1023 Have Fun with Numbers (20 分)

Notice that the number 123456789 is a 9-digit number consisting exactly the numbers from 1 to 9, with no duplication. Double it we will obtain 246913578, which happens to be another 9-digit number consisting exactly the numbers from 1 to 9, only in a different permutation. Check to see the result if we double it again!

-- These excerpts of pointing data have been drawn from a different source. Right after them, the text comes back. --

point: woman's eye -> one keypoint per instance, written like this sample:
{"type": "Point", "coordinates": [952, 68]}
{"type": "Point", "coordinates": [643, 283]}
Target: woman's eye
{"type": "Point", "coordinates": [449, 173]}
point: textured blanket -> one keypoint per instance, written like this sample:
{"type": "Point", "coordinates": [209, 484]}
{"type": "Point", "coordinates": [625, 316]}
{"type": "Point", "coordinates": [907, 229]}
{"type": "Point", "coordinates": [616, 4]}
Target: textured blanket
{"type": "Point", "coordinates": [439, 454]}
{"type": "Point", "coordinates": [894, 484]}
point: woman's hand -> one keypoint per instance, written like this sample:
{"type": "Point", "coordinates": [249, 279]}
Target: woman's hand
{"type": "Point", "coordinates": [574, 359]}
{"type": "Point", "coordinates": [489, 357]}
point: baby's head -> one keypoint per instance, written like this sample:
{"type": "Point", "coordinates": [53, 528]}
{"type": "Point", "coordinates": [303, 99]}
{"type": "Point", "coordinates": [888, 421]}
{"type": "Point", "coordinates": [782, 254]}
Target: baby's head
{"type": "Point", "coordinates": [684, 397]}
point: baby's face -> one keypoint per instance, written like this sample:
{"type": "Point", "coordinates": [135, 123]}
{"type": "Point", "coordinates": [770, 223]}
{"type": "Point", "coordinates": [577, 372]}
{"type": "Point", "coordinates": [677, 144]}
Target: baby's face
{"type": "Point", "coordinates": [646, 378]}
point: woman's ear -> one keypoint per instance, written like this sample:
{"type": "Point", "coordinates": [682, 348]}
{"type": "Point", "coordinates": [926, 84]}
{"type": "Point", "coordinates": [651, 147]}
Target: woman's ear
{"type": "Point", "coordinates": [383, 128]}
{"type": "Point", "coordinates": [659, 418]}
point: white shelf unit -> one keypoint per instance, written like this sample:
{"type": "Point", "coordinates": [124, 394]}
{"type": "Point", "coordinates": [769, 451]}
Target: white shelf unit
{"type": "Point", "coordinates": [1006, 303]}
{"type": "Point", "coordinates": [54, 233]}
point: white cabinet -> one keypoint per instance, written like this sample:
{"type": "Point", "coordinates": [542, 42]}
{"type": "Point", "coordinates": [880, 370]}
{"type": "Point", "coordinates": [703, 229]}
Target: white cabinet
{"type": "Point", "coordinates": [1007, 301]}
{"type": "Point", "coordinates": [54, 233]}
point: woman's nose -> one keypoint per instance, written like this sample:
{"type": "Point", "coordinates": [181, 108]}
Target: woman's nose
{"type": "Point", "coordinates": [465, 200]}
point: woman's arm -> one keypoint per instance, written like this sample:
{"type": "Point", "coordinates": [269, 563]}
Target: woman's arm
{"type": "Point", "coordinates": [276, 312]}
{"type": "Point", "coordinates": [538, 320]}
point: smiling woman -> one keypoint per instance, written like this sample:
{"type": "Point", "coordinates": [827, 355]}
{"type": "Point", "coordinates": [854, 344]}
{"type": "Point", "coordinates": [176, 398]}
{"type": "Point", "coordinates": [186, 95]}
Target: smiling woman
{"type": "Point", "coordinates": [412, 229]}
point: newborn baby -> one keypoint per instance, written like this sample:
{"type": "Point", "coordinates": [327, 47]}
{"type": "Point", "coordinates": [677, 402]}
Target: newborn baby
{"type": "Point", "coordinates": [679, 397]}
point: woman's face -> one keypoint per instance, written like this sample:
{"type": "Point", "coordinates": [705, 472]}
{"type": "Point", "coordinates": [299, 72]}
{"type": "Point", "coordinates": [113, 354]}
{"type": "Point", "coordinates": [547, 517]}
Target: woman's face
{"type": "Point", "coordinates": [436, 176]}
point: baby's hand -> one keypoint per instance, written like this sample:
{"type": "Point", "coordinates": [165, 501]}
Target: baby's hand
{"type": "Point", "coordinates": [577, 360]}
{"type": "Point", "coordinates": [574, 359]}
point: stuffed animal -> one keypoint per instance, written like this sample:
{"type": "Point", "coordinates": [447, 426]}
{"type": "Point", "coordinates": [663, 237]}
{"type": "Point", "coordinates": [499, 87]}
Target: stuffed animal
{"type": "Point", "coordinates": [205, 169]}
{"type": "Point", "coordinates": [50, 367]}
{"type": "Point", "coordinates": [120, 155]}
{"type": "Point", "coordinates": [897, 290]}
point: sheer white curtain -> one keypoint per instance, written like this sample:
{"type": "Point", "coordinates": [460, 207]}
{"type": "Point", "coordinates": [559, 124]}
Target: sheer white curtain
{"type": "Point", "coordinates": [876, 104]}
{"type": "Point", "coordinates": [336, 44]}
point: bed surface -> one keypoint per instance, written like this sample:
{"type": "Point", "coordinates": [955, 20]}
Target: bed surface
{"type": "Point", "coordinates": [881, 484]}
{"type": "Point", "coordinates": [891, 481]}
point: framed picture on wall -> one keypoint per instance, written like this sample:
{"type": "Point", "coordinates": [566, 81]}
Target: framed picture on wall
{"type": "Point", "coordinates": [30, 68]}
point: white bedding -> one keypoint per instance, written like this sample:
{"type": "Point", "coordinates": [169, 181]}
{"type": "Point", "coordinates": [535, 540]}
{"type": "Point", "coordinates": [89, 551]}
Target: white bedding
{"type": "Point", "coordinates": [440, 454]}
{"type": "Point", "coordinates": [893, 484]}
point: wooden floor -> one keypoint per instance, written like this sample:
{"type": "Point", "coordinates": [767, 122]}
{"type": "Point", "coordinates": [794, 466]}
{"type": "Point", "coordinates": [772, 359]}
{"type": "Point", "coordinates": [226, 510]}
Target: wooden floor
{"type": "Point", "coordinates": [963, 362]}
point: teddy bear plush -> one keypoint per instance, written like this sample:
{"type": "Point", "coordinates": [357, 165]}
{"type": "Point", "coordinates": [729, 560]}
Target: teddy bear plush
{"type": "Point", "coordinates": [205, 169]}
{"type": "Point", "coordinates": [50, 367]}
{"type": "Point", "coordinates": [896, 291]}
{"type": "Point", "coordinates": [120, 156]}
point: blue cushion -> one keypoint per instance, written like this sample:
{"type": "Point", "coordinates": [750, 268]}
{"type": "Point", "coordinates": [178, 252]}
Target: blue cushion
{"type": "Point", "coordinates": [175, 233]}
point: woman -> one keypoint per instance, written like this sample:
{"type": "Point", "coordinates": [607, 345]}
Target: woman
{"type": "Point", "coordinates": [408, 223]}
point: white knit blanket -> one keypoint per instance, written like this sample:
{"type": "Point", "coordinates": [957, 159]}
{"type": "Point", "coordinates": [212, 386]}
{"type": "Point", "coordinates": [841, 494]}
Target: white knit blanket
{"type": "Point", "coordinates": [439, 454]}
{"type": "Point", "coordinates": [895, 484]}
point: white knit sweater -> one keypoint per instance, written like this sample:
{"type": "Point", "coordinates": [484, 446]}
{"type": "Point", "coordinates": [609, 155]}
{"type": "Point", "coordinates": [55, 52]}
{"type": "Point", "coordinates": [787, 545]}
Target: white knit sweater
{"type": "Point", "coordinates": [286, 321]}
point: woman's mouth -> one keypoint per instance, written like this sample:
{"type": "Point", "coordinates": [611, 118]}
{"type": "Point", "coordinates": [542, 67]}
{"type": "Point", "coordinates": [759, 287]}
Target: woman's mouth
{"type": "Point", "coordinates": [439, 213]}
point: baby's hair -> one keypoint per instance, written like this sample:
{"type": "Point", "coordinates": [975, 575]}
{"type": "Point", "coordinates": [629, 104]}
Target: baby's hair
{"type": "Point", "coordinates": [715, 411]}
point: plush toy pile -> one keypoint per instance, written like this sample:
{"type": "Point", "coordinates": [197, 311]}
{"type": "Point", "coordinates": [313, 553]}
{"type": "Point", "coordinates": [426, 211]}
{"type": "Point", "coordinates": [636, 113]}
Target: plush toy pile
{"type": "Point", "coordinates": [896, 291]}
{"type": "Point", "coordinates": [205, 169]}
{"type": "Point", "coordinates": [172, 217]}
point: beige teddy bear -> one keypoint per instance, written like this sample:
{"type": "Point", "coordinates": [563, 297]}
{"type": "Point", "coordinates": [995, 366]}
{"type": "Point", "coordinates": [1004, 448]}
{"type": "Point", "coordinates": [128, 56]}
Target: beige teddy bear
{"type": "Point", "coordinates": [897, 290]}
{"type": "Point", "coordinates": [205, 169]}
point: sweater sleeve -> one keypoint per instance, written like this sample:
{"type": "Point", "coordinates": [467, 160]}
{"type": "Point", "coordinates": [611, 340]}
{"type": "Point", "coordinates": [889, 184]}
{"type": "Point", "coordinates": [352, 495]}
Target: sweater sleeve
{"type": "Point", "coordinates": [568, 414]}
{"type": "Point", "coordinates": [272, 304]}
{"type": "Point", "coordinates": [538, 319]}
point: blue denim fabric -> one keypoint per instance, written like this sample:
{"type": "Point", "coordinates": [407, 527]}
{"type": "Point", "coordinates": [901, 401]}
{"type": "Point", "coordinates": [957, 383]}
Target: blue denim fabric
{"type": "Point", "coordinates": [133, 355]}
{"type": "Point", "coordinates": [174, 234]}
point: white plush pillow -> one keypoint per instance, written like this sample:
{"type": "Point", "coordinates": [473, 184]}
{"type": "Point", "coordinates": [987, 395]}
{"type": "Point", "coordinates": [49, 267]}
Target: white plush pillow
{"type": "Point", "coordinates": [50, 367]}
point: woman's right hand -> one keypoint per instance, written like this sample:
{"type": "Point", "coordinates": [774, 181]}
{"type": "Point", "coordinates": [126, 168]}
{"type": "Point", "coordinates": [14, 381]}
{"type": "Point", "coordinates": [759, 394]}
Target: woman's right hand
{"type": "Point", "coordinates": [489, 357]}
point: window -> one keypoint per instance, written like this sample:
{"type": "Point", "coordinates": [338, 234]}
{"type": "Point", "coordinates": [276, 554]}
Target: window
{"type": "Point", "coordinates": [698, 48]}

Now you are suppose to check if there are more numbers with this property. That is, double a given number with k digits, you are to tell if the resulting number consists of only a permutation of the digits in the original number.

Input Specification:

Each input contains one test case. Each case contains one positive integer with no more than 20 digits.

Output Specification:

For each test case, first print in a line "Yes" if doubling the input number gives a number that consists of only a permutation of the digits in the original number, or "No" if not. Then in the next line, print the doubled number.

Sample Input:

1234567899

Sample Output:

Yes
2469135798

#include <bits/stdc++.h>
using namespace std;
struct bign
{

    int d[21];
    int len;
    bign()
    {
        memset(d,0,sizeof(d));
        len=0;
    }
};
bign change(char str[])
{
    bign a;
    a.len=strlen(str);
    for(int i=0; i<a.len; i++)
    {
        a.d[i]=str[a.len-i-1]-'0';
    }
    return a;
}
bign multi(bign a,int b)
{
    bign c;
    int carry=0;
    for(int i=0; i<a.len; i++)
    {
        int temp=a.d[i]*b+carry;
        c.d[c.len++]=temp%10;
        carry=temp/10;
    }
    while(carry!=0)
    {
        c.d[c.len++]=carry%10;
        carry/=10;
    }
    return c;
}
bool Judge(bign a,bign b)
{
    if(a.len!=b.len)return false;
    int count[10]= {0};
    for(int i=0; i<a.len; i++)
    {
        count[a.d[i]]++;
        count[b.d[i]]--;
    }
    for(int i=0; i<10; i++)
    {
        if(count[i]!=0)
            return false;
    }
    return true;
}
void print(bign a)
{
    for(int i=a.len-1; i>=0; i--)
    {
        printf("%d",a.d[i]);
    }
}
int main()
{
    char str[21];
    cin.getline(str,21);
    bign a=change(str);
    bign mul=multi(a,2);
    if(Judge(a,mul)==true)printf("Yes\n");
    else printf("No\n");
    print(mul);
    return 0;
}